# Acapulco



## diablita (May 7, 2010)

Portada Impresa - El Sol de Acapulco

Acapulco---third most violent city in the world!


----------



## citlali (Mar 4, 2013)

Considering what is happening in the world right ow I doubt that it is correct.I guess they mean for countries that are not at war and that tkes a whole lot of cities out..Even that I do not think it is even close..


----------



## diablita (May 7, 2010)

I've been living here more than 15 years and it certainly does not seem all that violent.


----------



## GARYJ65 (Feb 9, 2013)

That is 100% incorrect!

I don't even care what the source is

What they do to sell newspapers


----------



## Longford (May 25, 2012)

If you can, post a link to the article you refer to and not just a link to a ever-changing newspapers front page. Thanks.


----------



## Isla Verde (Oct 19, 2011)

Longford said:


> If you can, post a link to the article you refer to and not just a link to a ever-changing newspapers front page. Thanks.

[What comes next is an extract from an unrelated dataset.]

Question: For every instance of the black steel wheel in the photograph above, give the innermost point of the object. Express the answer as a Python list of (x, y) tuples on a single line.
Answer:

It would also be useful to know what sort of reputation this publication has in Acapulco.


----------



## TundraGreen (Jul 15, 2010)

GARYJ65 said:


> That is 100% incorrect!
> 
> I don't even care what the source is
> 
> What they do to sell newspapers


I notice that the two cities at the top of the list were both in Latin America (Caracas and a city in Honduras if I recall correctly). That suggests that they may not have sampled the world adequately. There must be cities in the Middle East at least as dangerous. And of course, there is the question of what you are measuring.


----------



## ojosazules11 (Nov 3, 2013)

TundraGreen said:


> I notice that the two cities at the top of the list were both in Latin America (Caracas and a city in Honduras if I recall correctly). That suggests that they may not have sampled the world adequately. There must be cities in the Middle East at least as dangerous. And of course, there is the question of what you are measuring.


Here's a link to an English article about this list. It appears what is being measured is number of homicides per 100,000 residents. By this measure 34 of the "50 Most Violent Cities in the World" are in Latin America. The article states, "A full one-third of global homicides occur in Latin America even though the region has just 8% of the world's population, according to United Nations data." 

An important caveat is that, "The ranking doesn't count deaths in war zones or cities with unavailable data." It would be helpful to have specific information on which cities/regions were left out based on this exclusion criteria. Mogadishu? Kabul? 

The Most Violent Cities In The World - Business Insider


----------



## Longford (May 25, 2012)

Isla Verde said:


> It would also be useful to know what sort of reputation this publication has in Acapulco.


_El Sol de Acapulco _is part of a large national chain of newspapers in Mexico. I think it publishes daily or 6 days a week in Acapulco. Local and national news. I don't question the paper's authenticity, nor that an article appeared in the paper discussing the violence/death rate in Acapulco. The OPs link took us not to the story but to the front page of the newspaper and the front page isn't static, it changes daily. I'm interested in the source for the statistics and what the article said in its entirety.


----------



## diablita (May 7, 2010)

Longford said:


> _El Sol de Acapulco _is part of a large national chain of newspapers in Mexico. I think it publishes daily or 6 days a week in Acapulco. Local and national news. I don't question the paper's authenticity, nor that an article appeared in the paper discussing the violence/death rate in Acapulco. The OPs link took us not to the story but to the front page of the newspaper and the front page isn't static, it changes daily. I'm interested in the source for the statistics and what the article said in its entirety.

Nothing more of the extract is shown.